Quinn peeked through the print curtains of the guest room. Seeing her opportunity, Nikki took a moment to check for her handgun in a zippered pocket of her purse. The car had to be Harold or one of the Dickersons but still. The blot of blue got bigger as it advanced.

“Pickup truck. Chevy,” Nikki said.

“Not a rental.” Quinn sounded hopeful.

Tinted windows made it impossible to see how many people were inside the truck or if the driver looked like he might quote Shakespeare.

“Keep going, keep going,” Nikki muttered. The truck drove on to the Dickerson place.

“That’s good.” Quinn let the curtain fall back into place.

“They could be turning around.” Nikki held her breath and remembered what the FBI had said about Shakespeare…

“When we find this guy, he’ll probably be someone who hasn’t got enough money for a plane ticket to follow you anywhere. They usually are.” The agent’s words had been reassuring enough for Nikki to insist on leaving Los Angeles without security people. She’d always considered herself highly intuitive and had a good feeling about being at the lake. If that ever changed, she told herself she would leave. But for the first time since they’d left L.A., Nikki questioned the practicality of that decision.

“Quinn, get the binoculars, will you? He might be parked.”
And walking through the woods
. They moved to the kitchen for the best view of the Dickerson’s house.

With binoculars pressed against her face, Quinn looked out the kitchen window to scan the road then the log house across the bay. “Nothing.”

Elvis listened and growled, his two bottom teeth sticking out from his under bite. “Elvis, I wish your size matched your attitude.” Nikki patted his head.

“The truck is in the driveway, and I think Dickerson’s back door is open.” Quinn was an expert with binoculars, having been raised with suspicion.

“Someone must have the key to the gate and house.”
Either that or they had just picked two locks
. The Dickerson’s back door slammed shut. Someone was inside that log house. “Must be a fix-it guy.” She squeezed her daughter’s hand. “All clear. Nothing we can do.”
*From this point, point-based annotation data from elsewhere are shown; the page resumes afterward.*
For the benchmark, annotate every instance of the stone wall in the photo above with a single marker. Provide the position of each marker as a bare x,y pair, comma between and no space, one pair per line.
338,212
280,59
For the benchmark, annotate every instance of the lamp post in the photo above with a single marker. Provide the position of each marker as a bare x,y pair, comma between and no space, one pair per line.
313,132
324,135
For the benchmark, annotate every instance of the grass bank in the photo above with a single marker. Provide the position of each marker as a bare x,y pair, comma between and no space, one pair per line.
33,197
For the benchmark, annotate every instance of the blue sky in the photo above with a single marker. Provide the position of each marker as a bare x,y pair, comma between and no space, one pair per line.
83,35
Soon the fridge was plugged in, taps run, windows thrown open, and food put away. While taking stock of supplies in the pantry, a truck’s noise startled Nikki. She bounded into the guest room to watch the blue Chevy pass Birch House without slowing, the open window showing the silhouette of a man at the wheel. It drove out of sight. Gone.

Taking the stairs two at a time, Nikki headed for her bedroom. “I’m putting on my bathing suit,” she called to Quinn. A silver-framed photo of Nikki and Burn smiled from her bedside table. Taking it in her hands, she remembered they’d been casually hugging, like the friends they’d become, when Quinn yelled, “Say cheese!” In some ways, Burn had never fit in here, more suited to the Los Angeles rock scene with his need for attention.

She slid the photo in the drawer, face down. This was her bedroom now, and her ex-husband had no reason to be here.

Quinn opened and closed drawers in her room across the hall.

“Whatcha doin’, girly?” Nikki asked. God she loved this kid. Quinn was the one person in her world who truly loved her, flaws and all. And no one knew better how flawed Nikki was, especially in the mother department.